Regardless of the problems, the commercial was perfect. It was so sharp and professional. As the kids speak in their new "six letter" fashion, the letters also popped up hangman-style on the screen. Ed said the commercial will get viewers to participate, trying to figure out the words. Mary Lou noted that Ed hit all the right notes: benefit, target, the emotional side and the sale. Doug said he often gave Ed a hard time about his invention, but he loves the commercial. And Peter said that it wasn't just good, it was excellent.

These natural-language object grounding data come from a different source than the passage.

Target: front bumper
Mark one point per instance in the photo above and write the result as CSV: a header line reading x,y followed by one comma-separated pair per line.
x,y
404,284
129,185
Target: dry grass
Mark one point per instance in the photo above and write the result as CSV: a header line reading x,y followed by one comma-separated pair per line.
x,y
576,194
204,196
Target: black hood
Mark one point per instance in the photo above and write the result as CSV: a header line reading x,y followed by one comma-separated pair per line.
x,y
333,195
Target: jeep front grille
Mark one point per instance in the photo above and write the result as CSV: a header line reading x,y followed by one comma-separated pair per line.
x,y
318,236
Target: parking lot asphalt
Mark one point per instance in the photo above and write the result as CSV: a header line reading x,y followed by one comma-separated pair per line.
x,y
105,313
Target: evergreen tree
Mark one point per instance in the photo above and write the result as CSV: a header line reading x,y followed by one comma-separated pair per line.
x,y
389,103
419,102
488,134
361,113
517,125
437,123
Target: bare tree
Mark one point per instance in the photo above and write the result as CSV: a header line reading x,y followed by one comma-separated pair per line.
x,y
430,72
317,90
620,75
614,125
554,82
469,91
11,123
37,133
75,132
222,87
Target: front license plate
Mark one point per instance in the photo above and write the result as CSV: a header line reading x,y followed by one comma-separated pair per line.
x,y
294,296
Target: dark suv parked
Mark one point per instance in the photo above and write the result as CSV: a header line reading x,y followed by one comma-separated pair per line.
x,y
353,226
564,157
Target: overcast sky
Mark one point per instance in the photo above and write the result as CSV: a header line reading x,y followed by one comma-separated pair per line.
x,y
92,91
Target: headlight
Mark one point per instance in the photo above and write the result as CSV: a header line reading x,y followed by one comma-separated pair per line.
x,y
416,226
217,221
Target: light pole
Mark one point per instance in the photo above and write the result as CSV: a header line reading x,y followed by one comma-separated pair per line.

Janusz, Anecia Survival Capsule
Doug said it had "been an honor" to mentor Janusz. When visiting Janusz's home, Doug told Janusz's wife that he was the smartest of all the inventors. Then he gave Janusz three questions to answer in his commercial: "Why should I [the viewer] care? What's in it for me? And why should I believe you?"
Janusz didn't like either of the DDB choices--one showed a woman dropping her lipstick and rooting around on a car floor for it while driving, with a tagline referencing the dangerous people you're on the road with. The second showed a pregnant belly and a fetus, imparting the message that the Anecia Survival Capsule is like a womb.
Janusz wanted a bigger impact--a crash and a happy baby. And it's easy to understand why he'd want his commercial to be more visceral. After all, it's dealing with life and death. He ditched DDB and took his idea to Plum, which came up with another option. They held baby auditions (choosing a baby with amazingly punk hair). Then the night shoot got underway, but with lots of problems. Despite weather issues and a crying baby, however, the commercial still worked: the remnants of a wreck, firefighters prying open the door, and a happy baby still inside its Anecia Capsule.
Mary Lou said the commercial "tapped into every mother's heart and fear" and gave those mothers a solution. Ed said the same thing my boyfriend did: He wanted to see the capsule actually in motion. Doug said: "You captured the moment and delivered the benefit."
After the four commercials were aired, each inventor gave a short speech to tell American why we should vote for them.
And yes, I voted! And no, I'm not going to say who I voted for. But I'll offer my predictions of who will get the most votes. I think Erik will, unfortunately, lose. His product is very nichey, and the commercial didn't deliver. Next will be Francisco. Again, I think he has the same issues, though to a lesser degree. First runner-up? My favorite, Janusz. There's still the question of how much effort it will take to get the Anecia to market, and some people may still consider the seat too large. And there'll be a big hurdle to get over convincing people that conventional baby seats aren't as good.
Finally, I think the Anecia won't win simply because Ed nailed his Word Ace commercial so well. This product has appeal to all audiences: parents, kids and people who just like games. But it's up to America to decide, and we'll all find out who wins on May 18. Be sure to tune in.